Dès l’arrivée au pouvoir du Parti national, il est clair pour le gouvernement que le domaine de l’éducation, comme tous les autres domaines, doit être régi par les principes d’apartheid271.

Les écoles aux mains des Eglises missionnaires, ouvertes à tous sans critères de races, seront rapidement des « cibles » prioritaires pour le gouvernement. Si Hendrik Verwoerd272 est le principal promoteur d’une politique raciale concernant l’éducation, le gouvernement s’est penché sur la question dès 1949 : soucieux de proposer un enseignement « adapté » aux populations noires, il commande un rapport qui sera publié 3 ans plus tard (rapport Eiselin) et qui servira de base au Bantu Education Act promulguée en 1953. Cette loi pose le principe de l’inutilité d’une éducation qui pourrait favoriser le développement de la population noire. Comme, selon le principe des bantoustans, les Noirs doivent se développer d’une manière séparée et n’auront pas accès à des emplois réservés aux Blancs, il serait inutile, illusoire (et dangereux) de leur proposer une éducation qui pourrait leur faire croire qu’un développement au-delà des réserves leur est possible… Voilà en substance le discours de Verwoerd pour justifier cette nouvelle loi273. L’éducation doit donc être sous la coupe totale du gouvernement, la loi impliquant une nationalisation de toutes les écoles. L’enseignement dépend désormais du Département des affaires indigènes (Department of Native Affair) et sera orienté vers l’enseignement traditionnel, le travail manuel et les savoirs techniques. Les programmes, les disciplines, la pédagogie sont donc revus et l’enseignement primaire sera délivré dans la langue traditionnelle propre à chaque groupe.
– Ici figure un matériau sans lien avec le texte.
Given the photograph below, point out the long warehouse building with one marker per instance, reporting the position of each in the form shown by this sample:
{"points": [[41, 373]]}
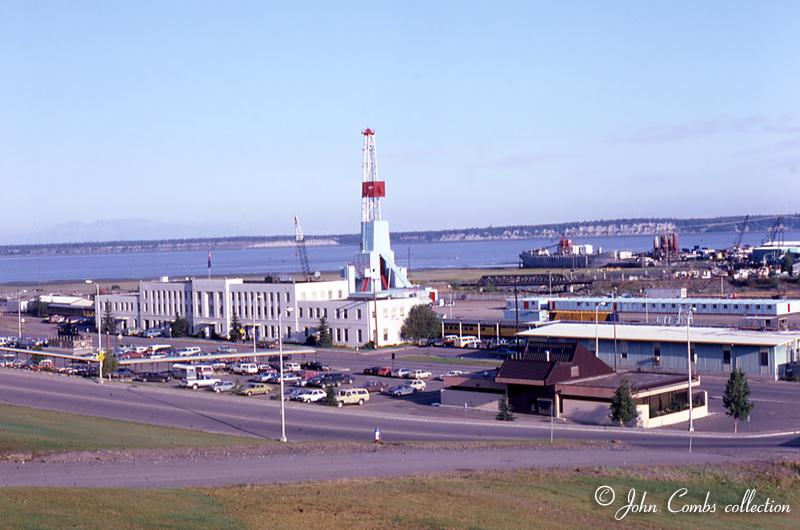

L’enseignement « libéral » et ouvert à tous des Eglises missionnaires, le message d’égalité des droits et de fraternité délivré par ces Eglises, seront ainsi directement visés et touchés par la Bantu Education Act (1953). Concrètement, la loi obligeait toutes les écoles à passer sous le giron de l’Etat qui pourra ainsi assurer un contrôle étroit sur l’enseignement délivré. Toutes subventions versées aux écoles missionnaires seront ainsi supprimées afin d’obliger ces dernières à se soumettre et donc à fermer leurs portes274.

Notes
269.

Statistiques émanant de Union statistics for fifty years (1960) in Garth ABRAHAM : The Catholic church and apartheid, Johannesburg, Ravan Press, 1989, p. 138-139.

270.

Statistiques émanant de Catholic directory (1948) in Garth ABRAHAM : op.cit., p. 62.

271.

Dès 1939, un institut pour l’éducation chrétienne nationale (Instituut vir Christelike-Nationale Onderwys ou C.N.O) émanant du Broederbond est crée afin de s’assurer que l’enseignement du petit Afrikaner respectera la doctrine du Natinal-Christianisme. L’Institut édite une charte en 1948 réaffirmant la volonté divine du développement séparé et réclamant que les professeurs soient tous de confession calviniste. Les principes de cette charte sont exposés dans I.B TABATA : Education for barbarism in South Africa, Londres, Pall Mall Press, 1960, p. 43-46.

272.

Hendrik Verwoerd devient premier ministre de l’Union sud-africaine en 1958. Il le restera jusqu’à son assassinat par un extrémiste blanc en 1966.

273.

En effet, selon Verwoerd, « il n’y a aucune place pour lui [le bantu] dans la communauté européenne au-dessus du niveau de certaines formes de travail. Jusqu’à maintenant, il a été assujetti à un système scolaire qui l’attirait hors de sa communauté et le trompait en lui montrant les verts pâturages de la société européenne, où il n’était pas admis à venir paître », in I.B. TABATA : Education for barbarism in South-Africa, op.cit., p. 54.

274.

A la suite de la promulgation de la Bantu Education Act, les dépenses affectées à l’éducation des noirs ne pouvaient être tirées que des impôts prélevés sur la population noire.